Role of JNK in UV-induced cell death. (A) MCF-7 cells were exposed to UV in the presence of absence of Mito-Q, and JNK activity was determined sequentially over a 4-h period. The top panel shows the 30 min time point. A representative study is shown, repeated once. (B) Cells were briefly exposed to UV ± SP 600125, a JNK-1 inhibitor, the latter continued for 4 h.

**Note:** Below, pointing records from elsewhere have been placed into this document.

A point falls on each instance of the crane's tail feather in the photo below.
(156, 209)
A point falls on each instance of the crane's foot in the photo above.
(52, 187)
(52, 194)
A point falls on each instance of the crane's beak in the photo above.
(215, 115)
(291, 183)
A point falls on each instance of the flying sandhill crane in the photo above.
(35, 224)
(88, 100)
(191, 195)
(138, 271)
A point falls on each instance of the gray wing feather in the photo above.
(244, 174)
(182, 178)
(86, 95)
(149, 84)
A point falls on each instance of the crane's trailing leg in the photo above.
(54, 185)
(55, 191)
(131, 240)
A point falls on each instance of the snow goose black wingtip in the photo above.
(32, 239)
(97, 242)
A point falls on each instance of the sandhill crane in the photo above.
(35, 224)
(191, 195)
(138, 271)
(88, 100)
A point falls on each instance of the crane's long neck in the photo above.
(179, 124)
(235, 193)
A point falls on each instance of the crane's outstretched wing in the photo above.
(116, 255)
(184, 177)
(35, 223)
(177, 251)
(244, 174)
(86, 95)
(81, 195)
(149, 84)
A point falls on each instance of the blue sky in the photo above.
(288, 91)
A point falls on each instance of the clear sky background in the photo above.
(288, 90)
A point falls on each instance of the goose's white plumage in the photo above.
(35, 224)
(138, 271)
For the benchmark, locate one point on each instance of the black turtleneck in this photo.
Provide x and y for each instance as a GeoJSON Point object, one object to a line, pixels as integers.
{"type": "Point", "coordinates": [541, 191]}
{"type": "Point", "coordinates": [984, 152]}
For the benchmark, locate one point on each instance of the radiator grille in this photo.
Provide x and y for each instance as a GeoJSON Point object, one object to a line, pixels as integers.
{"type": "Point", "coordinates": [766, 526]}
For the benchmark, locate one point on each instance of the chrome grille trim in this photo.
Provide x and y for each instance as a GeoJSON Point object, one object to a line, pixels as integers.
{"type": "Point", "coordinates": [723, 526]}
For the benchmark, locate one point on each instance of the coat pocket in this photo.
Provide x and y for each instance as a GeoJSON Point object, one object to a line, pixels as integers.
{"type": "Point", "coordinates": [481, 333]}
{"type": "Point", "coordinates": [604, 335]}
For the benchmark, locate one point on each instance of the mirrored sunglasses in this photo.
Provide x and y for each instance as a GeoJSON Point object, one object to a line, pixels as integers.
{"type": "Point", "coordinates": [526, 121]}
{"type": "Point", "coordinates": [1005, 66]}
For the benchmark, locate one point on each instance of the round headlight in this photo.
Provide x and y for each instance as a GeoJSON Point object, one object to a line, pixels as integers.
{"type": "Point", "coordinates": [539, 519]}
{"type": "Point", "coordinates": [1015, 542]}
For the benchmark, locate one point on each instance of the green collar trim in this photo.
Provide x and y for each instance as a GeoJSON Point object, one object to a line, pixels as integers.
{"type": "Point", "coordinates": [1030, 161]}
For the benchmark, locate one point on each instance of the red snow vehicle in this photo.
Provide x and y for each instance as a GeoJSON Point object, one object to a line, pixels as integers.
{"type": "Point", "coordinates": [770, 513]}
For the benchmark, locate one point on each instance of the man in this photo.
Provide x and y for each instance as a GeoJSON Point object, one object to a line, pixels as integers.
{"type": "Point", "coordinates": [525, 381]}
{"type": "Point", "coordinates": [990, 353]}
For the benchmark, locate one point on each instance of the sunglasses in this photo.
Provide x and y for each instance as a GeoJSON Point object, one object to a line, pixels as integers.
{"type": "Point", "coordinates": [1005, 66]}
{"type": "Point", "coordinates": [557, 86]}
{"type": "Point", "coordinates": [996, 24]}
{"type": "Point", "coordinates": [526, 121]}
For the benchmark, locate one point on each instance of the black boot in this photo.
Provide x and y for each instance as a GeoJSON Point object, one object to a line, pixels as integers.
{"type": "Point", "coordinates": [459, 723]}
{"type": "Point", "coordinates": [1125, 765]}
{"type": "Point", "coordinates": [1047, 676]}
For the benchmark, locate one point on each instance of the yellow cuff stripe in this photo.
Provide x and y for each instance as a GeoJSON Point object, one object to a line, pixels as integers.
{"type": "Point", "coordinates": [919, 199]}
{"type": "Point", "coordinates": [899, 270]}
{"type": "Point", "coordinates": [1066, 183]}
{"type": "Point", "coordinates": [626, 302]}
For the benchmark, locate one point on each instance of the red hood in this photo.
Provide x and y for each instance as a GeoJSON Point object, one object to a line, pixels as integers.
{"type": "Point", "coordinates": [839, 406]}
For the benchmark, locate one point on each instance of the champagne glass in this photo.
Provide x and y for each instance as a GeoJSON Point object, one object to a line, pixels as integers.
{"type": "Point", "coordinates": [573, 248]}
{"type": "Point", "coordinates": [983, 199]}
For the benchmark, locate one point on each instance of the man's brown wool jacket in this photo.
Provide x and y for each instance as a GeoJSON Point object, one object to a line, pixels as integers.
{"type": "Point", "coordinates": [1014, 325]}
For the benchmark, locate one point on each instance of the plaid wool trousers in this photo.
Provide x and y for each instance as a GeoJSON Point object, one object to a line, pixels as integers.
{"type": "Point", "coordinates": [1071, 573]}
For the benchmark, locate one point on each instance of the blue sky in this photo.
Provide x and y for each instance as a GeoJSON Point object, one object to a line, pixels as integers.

Cytochrome C in the cytoplasm was determined by Western blot, and the study was repeated.

Figure 7.

PKC isoforms and cell fate. (A) Whole MCF-7 cells were exposed to brief UV ± E2, and then PKCδ activity was determined with phospho-specific antibody to tyrosine 311 (activation site) at 30 min and 4 h, during the presence or absence of sex steroid. PKCε activity (serine 729 phosphorylation) was similarly determined. The study was repeated a second time, while specific PKC proteins were determined using separate antibodies to the PKC isoforms. (B) Cells were exposed to UV in the presence or absence of Mito Q and PKCδ activity was determined. A representative experiment of three and total PKCδ protein is shown is shown. (C) PKC isoform activity. MCF-7 were incubated with 10 nM E2 in the absence or presence of UV exposure, the cells were lysed, and PKC δ or ε protein was immunoprecipitated and then utilized for an in vitro activity assay using appropriate substrate. Data are from a single study, repeated once. Total PKC protein is shown as a loading control. (D) MCF-7 were transfected with 2.5 μg of siRNA to either PKCβ, δ, or ε, and Western blotting for PKCδ (left) and PKCε (right) occurred 48 h later. (E) Cells were transfected to express the various siRNAs, and experiments occurred 48 h later. Left, transfected and recovered cells were exposed to UV, and cytochrome C in cytoplasm was determined 4 h later. Right, cells were exposed to UV ± E2 in the presence/absence of siRNAs, and cytochrome C was determined. Actin protein is expressed both as a specificity control for the effects of PKC knockdown and as a protein loading control. The studies were repeated a second time.

Figure 8.

Bax translocation to mitochondria (A) MCF-7 cells were exposed to UV ± E2. Bax localization and structure in cytosol and mitochondrial fractions were determined by Western blot using a specific antibody that detects BAX dimerization. The study was repeated two additional times. (B) MCF-7 cells were exposed to brief UV ± Mito-Q, NAC, or Rotenone for 4 h. Bax localization was then determined. The studies were repeated three times and the band intensity data were combined for the bar graph. *p < 0.05 for control versus UV, ⁺p < 0.05 for UV versus same + antioxidant. (C) MCF-7 were exposed to UV ± 10 μM SP 600125 (JNK 1 inhibitor), or 5 μM Rottlerin (PKCδ inhibitor). The representative study was repeated. (D) Cartoon of estrogen action at mitochondria to prevent apoptosis.